Setup TensorFlow to use the GPU with Docker Containers

Having built a machine suitable for deep learning, I was ready to put my EVGA GeForce 1080 Ti GPU to the test. Unfortunately I found that configuring TensorFlow + GPU to run on my local machine was not as straightforward as any other Python package I have installed. This story has been repeated on many posts online with all the pitfalls that can occur. This post chronicles the simplest approach I have found to start using TensorFlow with the GPU in the simplest and easiest manner as possible.

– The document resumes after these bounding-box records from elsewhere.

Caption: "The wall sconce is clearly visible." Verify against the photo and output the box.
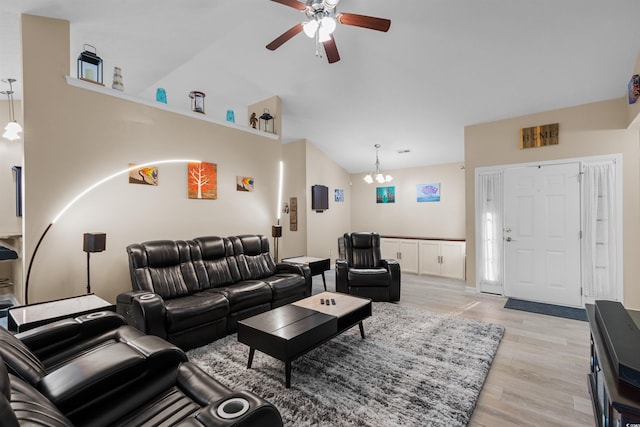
[78,44,104,86]
[189,90,205,114]
[82,233,107,294]
[260,108,276,133]
[0,79,22,141]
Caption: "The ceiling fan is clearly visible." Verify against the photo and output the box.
[267,0,391,64]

I am motivated to make this post since I found no sites that chronicled the complete journey to start from a fresh GPU installation and have Tensorflow running on a GPU. Many sites show individual steps, and some advertise how easy this can be while only showing the last Conda install steps required, none of the prior CUDA configuration steps. Having tried multiple approaches to install TensorFlow on my local machine directly to work with the GPU, I found that using a Docker container was a reliable method and also makes work more portable to other machines.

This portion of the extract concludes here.